ACTU secretary Sally McManus told ABC’s 7.30 program on Monday night that safety should remain the priority of the construction industry.
“Safety has got to come first. This is a matter of life and death. And having an industry open is important. In the case of construction, it’s one that if…you keep it going it’s great for the economy but not at the expense of safety,” Ms McManus said.
Ms McManus said the ACTU supported vaccination and that the discontent was being fomented by right-wing groups that have been targeting blue collar unions.
“What we saw today was absolutely disgusting, that attack on a union office, that was led and orchestrated by those very same people (extremist groups) and it’s for this reason — they want to get unions on their side with their conspiracy theories that will lead to people getting sick and dying.
“And I can tell you this, the union movement in this country will not be intimidated by them. We will put safety first. We support people getting vaccinated. Getting vaccinated protects yourself and it protects the whole community and it’s actually the only way out of lockdown.”
Shadow industry minister Bridget Vallence said the Andrews government must immediately reverse its “panicked decision” to shut down construction.
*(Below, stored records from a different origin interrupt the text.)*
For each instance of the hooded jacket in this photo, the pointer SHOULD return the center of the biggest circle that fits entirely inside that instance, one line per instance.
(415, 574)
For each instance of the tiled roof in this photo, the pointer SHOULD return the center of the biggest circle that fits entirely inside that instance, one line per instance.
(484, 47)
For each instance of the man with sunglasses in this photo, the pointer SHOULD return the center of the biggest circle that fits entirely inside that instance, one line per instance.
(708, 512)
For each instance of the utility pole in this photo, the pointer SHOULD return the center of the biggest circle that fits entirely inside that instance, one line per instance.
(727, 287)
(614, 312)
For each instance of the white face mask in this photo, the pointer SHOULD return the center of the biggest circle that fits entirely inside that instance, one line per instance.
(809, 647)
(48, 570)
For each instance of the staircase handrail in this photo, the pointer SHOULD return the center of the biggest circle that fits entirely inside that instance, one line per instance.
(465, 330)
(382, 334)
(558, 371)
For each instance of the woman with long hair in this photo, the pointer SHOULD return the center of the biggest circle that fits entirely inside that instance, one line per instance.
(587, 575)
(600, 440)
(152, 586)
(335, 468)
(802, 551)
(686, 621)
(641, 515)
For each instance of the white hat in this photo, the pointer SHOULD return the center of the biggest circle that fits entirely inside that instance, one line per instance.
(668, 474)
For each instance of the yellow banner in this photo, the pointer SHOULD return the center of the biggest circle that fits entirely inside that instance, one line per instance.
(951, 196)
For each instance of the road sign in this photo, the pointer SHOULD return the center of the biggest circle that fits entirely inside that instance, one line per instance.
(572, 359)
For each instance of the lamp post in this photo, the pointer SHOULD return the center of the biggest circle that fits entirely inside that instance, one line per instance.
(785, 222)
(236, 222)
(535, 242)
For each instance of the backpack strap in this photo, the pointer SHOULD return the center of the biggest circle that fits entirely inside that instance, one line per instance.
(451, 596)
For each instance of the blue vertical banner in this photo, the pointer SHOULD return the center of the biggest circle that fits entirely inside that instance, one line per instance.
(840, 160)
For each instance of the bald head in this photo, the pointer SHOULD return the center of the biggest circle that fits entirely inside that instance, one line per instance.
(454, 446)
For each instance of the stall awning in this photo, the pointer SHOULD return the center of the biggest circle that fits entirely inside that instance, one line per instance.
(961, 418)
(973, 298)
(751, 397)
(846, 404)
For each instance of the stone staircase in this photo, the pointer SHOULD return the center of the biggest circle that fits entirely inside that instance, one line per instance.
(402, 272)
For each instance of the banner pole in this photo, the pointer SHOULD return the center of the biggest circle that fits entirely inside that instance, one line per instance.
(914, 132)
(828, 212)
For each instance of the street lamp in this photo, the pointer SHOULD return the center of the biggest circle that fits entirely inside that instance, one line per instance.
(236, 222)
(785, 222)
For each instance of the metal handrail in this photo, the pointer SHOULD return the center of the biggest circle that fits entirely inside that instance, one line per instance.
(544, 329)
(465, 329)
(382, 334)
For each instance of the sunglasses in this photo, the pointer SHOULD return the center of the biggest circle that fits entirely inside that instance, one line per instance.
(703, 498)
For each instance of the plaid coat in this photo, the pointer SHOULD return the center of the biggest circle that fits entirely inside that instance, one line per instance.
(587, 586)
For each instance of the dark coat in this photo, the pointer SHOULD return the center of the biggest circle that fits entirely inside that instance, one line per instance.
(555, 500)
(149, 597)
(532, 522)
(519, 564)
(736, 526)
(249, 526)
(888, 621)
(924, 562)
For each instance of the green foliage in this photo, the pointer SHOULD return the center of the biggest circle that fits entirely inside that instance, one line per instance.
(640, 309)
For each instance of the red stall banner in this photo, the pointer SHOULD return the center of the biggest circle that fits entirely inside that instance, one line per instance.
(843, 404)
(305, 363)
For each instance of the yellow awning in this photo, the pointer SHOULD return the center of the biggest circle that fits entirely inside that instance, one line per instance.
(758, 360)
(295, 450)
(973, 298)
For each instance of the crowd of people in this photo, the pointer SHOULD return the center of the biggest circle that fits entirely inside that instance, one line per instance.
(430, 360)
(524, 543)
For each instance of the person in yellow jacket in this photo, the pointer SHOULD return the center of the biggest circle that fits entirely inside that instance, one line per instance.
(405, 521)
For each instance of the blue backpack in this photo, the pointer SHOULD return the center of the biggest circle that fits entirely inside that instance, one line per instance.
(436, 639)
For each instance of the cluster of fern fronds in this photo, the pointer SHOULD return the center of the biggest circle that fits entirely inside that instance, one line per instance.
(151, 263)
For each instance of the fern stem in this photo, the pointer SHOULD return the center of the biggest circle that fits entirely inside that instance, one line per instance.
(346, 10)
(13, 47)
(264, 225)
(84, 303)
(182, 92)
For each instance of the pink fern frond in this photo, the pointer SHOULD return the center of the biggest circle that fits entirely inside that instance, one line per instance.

“The Liberal Nationals condemn the violent protests, but the actions of a few should not be used as an excuse to shut down an entire industry, putting tens of thousands of people out of work,” she said in a statement.
NSW-Qld border bubble could burst
The NSW-Queensland border bubble is under threat again, and a lockdown is a possibility, after an infected person visited several northern NSW communities over two days.
The new case comes only one week after the bubble was reinstated following weeks of sparring between the Queensland and NSW governments.
The Northern NSW Local Health District on Monday night confirmed a person had tested positive to the virus on Monday.
The case — who is not a local — flew from Sydney to Ballina on Virgin Flight VA 1141 on Saturday morning and was infectious in the Byron, Ballina and Tweed areas until their positive test result on Monday.
All passengers and crew aboard the flight are being contacted by NSW Health and will be required to get tested and self-isolate.
Meanwhile stay-at-home orders have been reinstated for several other NSW regional towns after cases were diagnosed.
On Monday the western NSW town of Cowra was forced back into lockdown, when a nine-year-old school boy tested positive to the virus.
NSW reported 935 new local COVID-19 cases in the 24 hours to 8pm on Sunday and four deaths — two people in their 60s and two in their 80s — taking the toll for the current NSW outbreak to 245.
It was the lowest number of daily infections since August 27, when the figure last dipped below 1000, but Premier Gladys Berejiklian pleaded with NSW residents to remain on high alert.
The United States will re-open to air passengers from China, India, the United Kingdom and many other European countries who have received COVID-19 vaccines in early November, the White House says.
Non-US citizen travellers from countries who have been barred from the United States since early 2020 will be allowed in, White House coronavirus response coordinator Jeff Zients said.
The US restrictions were first imposed on travellers from China in January 2020 by then-president Donald Trump and then extended to other countries in the following months, without any clear metrics for how and when to lift them.
President Joe Biden in April of this year added new travel restrictions on India, barring most non-US citizens from entering the United States.
Mr Biden also reversed plans by Mr Trump in January to lift restrictions on European countries.
The United States currently bars most non-US citizens who within the last 14 days have been in the UK, the 26 Schengen countries in Europe without border controls, Ireland, China, India, South Africa, Iran and Brazil.
There will be some exceptions to the vaccine policy, officials said, including for children not yet eligible to be vaccinated.
The new rules do not yet apply to travellers crossing land borders with Mexico and Canada.